Time trial brought Roglic to tears

- Paris

– Cycling’s reschedule­d Tour de France made a proud entry into Paris on Sunday with its boyish champion Tadej Pogacar the figurehead of a storied 21-day extravagan­za crowned by a twist in the tail.

Many predicted the Covid-19 pandemic would prevent the race making it the 3 400 kilometres from the Mediterran­ean city of Nice to the French capital.

And that ever-constant tension provided the drumbeat for the series of cautionary tales and the modern day David slaying Goliath re-enactment that unfolded before a stunned global audience.

Saturday’s gut-wrenching penultimat­e stage time trial saw the 21-year-old Pogacar rip the yellow jersey from his 30-year-old Slovenian compatriot Primoz Roglic on the slopes of the Planche des Belles Filles climb.

Dressed from head to toe in black, Roglic looked a broken man as the dust settled.

“I cried, I’ll cry again,” said the leader of Dutch team Jumbo-Visma.

“I just seemed to have no power,” he explained.

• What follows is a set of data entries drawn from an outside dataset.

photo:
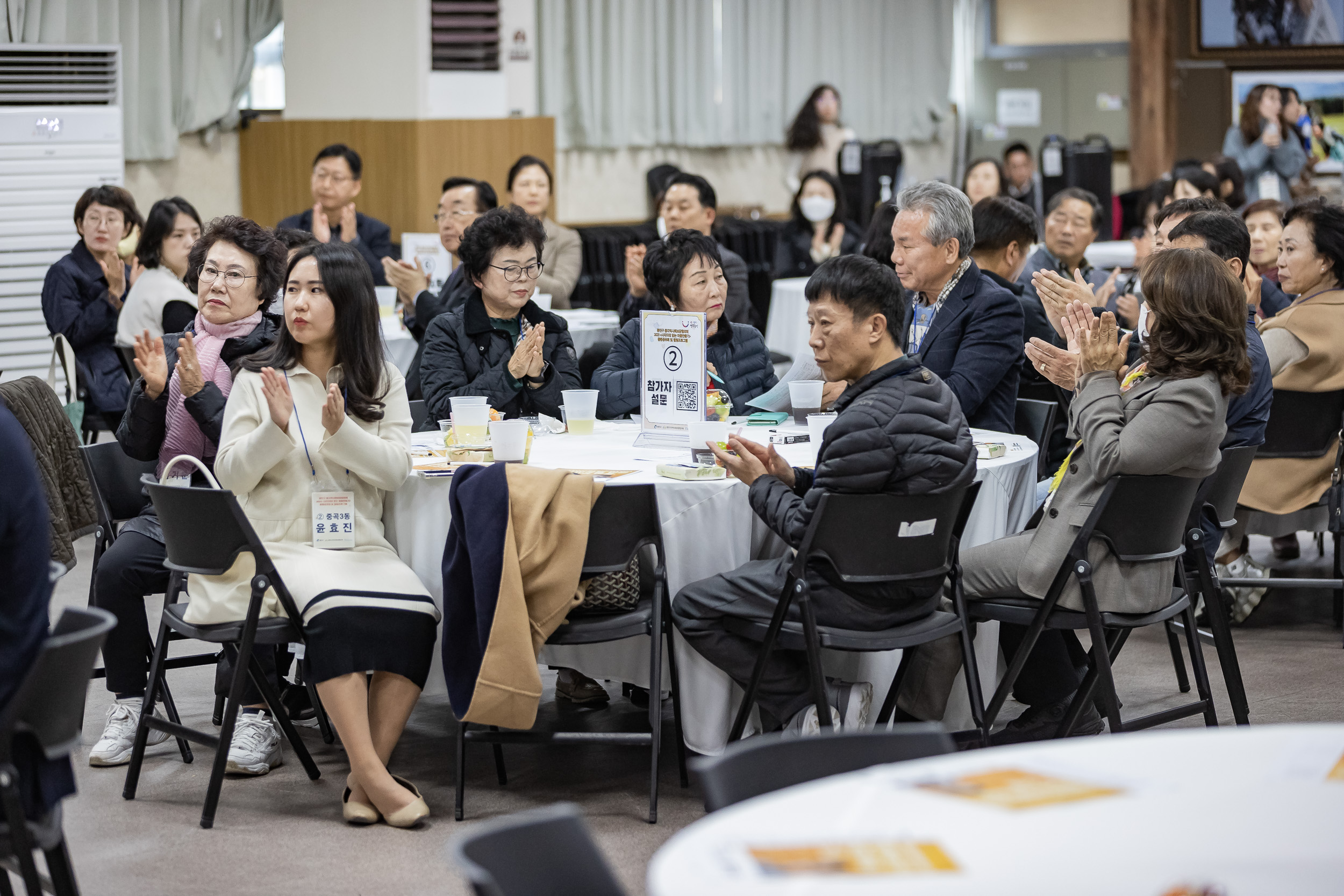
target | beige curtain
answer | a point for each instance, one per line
(724, 73)
(184, 62)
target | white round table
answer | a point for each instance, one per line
(787, 327)
(707, 528)
(1235, 812)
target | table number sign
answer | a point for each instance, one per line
(671, 375)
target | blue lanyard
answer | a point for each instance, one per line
(299, 420)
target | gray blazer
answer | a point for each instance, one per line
(1159, 428)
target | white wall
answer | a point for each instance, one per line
(203, 174)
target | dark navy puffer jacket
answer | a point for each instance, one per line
(899, 432)
(737, 353)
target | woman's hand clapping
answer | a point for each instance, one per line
(278, 399)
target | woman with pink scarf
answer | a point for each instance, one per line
(178, 407)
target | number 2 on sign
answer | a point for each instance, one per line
(334, 520)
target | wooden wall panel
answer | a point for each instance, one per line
(405, 163)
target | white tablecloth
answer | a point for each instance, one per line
(787, 328)
(589, 326)
(1245, 812)
(401, 345)
(707, 528)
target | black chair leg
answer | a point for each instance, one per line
(655, 706)
(461, 770)
(501, 774)
(772, 634)
(819, 680)
(62, 873)
(1197, 661)
(1178, 660)
(676, 693)
(171, 708)
(147, 707)
(277, 709)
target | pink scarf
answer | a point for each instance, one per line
(184, 436)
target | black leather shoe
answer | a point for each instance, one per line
(1042, 723)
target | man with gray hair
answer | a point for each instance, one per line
(963, 326)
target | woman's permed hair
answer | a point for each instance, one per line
(1200, 319)
(159, 224)
(251, 237)
(509, 227)
(359, 336)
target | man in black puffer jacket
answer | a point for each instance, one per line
(899, 432)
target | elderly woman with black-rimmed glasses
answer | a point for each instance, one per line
(499, 343)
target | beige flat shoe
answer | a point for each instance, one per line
(358, 813)
(410, 814)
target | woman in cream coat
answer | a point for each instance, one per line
(320, 412)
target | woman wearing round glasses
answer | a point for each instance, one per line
(178, 407)
(499, 343)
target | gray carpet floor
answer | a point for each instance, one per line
(283, 833)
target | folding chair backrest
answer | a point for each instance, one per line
(418, 415)
(546, 852)
(624, 519)
(883, 537)
(116, 480)
(1144, 516)
(768, 763)
(205, 529)
(1035, 421)
(1222, 489)
(50, 701)
(1303, 424)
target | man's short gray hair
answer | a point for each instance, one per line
(948, 210)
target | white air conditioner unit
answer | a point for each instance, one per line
(60, 135)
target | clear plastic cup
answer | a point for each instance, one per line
(471, 422)
(818, 425)
(580, 410)
(805, 397)
(509, 440)
(702, 432)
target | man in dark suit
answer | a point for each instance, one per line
(689, 203)
(964, 327)
(461, 203)
(337, 182)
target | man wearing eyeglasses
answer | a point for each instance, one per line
(461, 203)
(338, 174)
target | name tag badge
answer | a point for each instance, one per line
(334, 520)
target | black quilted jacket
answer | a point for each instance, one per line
(899, 432)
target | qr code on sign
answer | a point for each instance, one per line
(687, 396)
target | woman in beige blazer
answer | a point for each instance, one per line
(315, 418)
(1163, 418)
(530, 187)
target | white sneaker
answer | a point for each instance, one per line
(807, 725)
(1245, 598)
(854, 699)
(119, 736)
(256, 746)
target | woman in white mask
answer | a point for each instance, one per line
(818, 229)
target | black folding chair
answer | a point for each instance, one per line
(1217, 497)
(119, 496)
(47, 706)
(544, 852)
(418, 415)
(205, 531)
(772, 762)
(861, 537)
(1140, 519)
(1036, 421)
(624, 520)
(1305, 425)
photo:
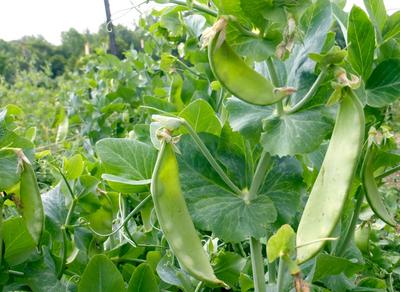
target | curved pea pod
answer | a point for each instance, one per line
(174, 218)
(238, 77)
(371, 190)
(30, 203)
(361, 238)
(329, 193)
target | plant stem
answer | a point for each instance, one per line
(272, 72)
(262, 167)
(281, 274)
(127, 218)
(197, 6)
(388, 172)
(351, 227)
(310, 92)
(275, 81)
(257, 263)
(203, 148)
(272, 272)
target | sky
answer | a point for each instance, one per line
(50, 17)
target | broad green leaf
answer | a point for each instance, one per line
(392, 27)
(227, 267)
(200, 115)
(247, 118)
(127, 158)
(253, 9)
(327, 265)
(73, 167)
(361, 39)
(234, 153)
(54, 206)
(101, 275)
(284, 186)
(19, 244)
(175, 91)
(298, 133)
(315, 23)
(212, 205)
(41, 275)
(383, 87)
(230, 7)
(377, 11)
(283, 242)
(257, 49)
(8, 169)
(143, 279)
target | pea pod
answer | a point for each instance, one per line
(236, 76)
(174, 218)
(371, 189)
(361, 238)
(329, 193)
(30, 202)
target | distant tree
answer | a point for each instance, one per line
(72, 45)
(113, 45)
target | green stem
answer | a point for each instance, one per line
(262, 167)
(388, 172)
(197, 6)
(275, 81)
(257, 263)
(127, 218)
(310, 92)
(352, 226)
(281, 274)
(272, 72)
(272, 272)
(203, 148)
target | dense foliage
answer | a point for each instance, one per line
(87, 153)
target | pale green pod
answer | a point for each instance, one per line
(238, 77)
(329, 193)
(371, 190)
(174, 218)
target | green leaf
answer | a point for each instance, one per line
(298, 133)
(212, 205)
(8, 169)
(377, 11)
(73, 167)
(200, 115)
(127, 158)
(284, 186)
(227, 267)
(392, 27)
(143, 279)
(361, 39)
(315, 23)
(383, 87)
(170, 274)
(283, 242)
(41, 275)
(19, 244)
(101, 275)
(247, 118)
(327, 265)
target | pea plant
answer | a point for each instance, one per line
(254, 156)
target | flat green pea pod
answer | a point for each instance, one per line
(234, 74)
(30, 203)
(174, 218)
(329, 193)
(361, 238)
(371, 189)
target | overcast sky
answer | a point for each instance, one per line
(50, 17)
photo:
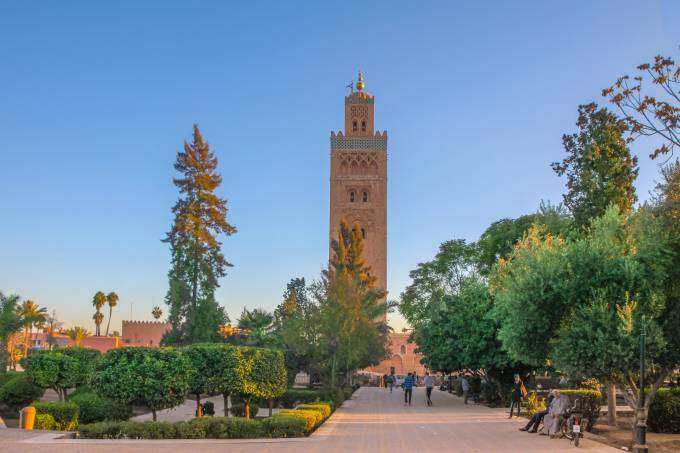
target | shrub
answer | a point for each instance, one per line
(94, 408)
(65, 414)
(209, 408)
(238, 410)
(19, 390)
(291, 397)
(664, 412)
(591, 403)
(243, 428)
(45, 422)
(284, 426)
(312, 418)
(324, 408)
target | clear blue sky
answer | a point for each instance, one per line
(97, 97)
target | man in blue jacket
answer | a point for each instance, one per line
(408, 389)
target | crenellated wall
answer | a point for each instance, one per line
(144, 333)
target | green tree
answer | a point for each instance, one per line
(656, 113)
(52, 369)
(156, 312)
(197, 259)
(32, 314)
(98, 302)
(77, 334)
(206, 361)
(353, 333)
(157, 378)
(257, 327)
(112, 301)
(11, 322)
(599, 168)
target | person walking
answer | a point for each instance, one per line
(390, 381)
(429, 385)
(465, 386)
(518, 392)
(408, 389)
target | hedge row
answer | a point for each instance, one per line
(65, 415)
(198, 428)
(17, 390)
(664, 412)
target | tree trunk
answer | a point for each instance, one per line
(611, 403)
(226, 404)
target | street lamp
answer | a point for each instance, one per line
(641, 426)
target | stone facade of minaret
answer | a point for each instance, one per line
(359, 179)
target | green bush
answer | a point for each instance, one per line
(324, 408)
(591, 403)
(292, 397)
(45, 422)
(238, 410)
(209, 408)
(312, 418)
(283, 426)
(244, 428)
(65, 414)
(93, 408)
(18, 390)
(664, 412)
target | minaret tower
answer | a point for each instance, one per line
(359, 179)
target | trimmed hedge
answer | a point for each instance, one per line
(93, 408)
(282, 426)
(45, 422)
(198, 428)
(324, 408)
(591, 402)
(17, 390)
(664, 412)
(312, 418)
(65, 414)
(292, 397)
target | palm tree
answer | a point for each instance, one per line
(98, 318)
(52, 325)
(32, 314)
(77, 334)
(112, 300)
(11, 322)
(98, 302)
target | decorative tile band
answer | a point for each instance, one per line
(359, 143)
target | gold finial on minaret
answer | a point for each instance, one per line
(360, 82)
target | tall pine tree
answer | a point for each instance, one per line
(197, 259)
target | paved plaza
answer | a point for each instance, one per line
(372, 421)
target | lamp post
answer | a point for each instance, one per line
(641, 426)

But the stark warning was written large in the Tour de France official programme.

“Anybody with little left in the tank could lose two or three minutes here,” the race designer himself, Thierry Gouvenou, predicted. Pogacar won three stages but was racing with a depleted team on his first Tour de France.

So just how did the team that had appeared to dominate a Tour, destroying the hopes of the home nation and ending the reign of Ineos, let victory slip from their grasp?

All-time great Eddy Merckx didn’t mince his words: “They were asking for it riding defensivel­y like that,” said the five-time Tour de France winner.

“I’m just a kid from Slovenia,” the Tour’s youngest post-World War II winner said on Saturday, unaware of the extent to which his life is likely to change.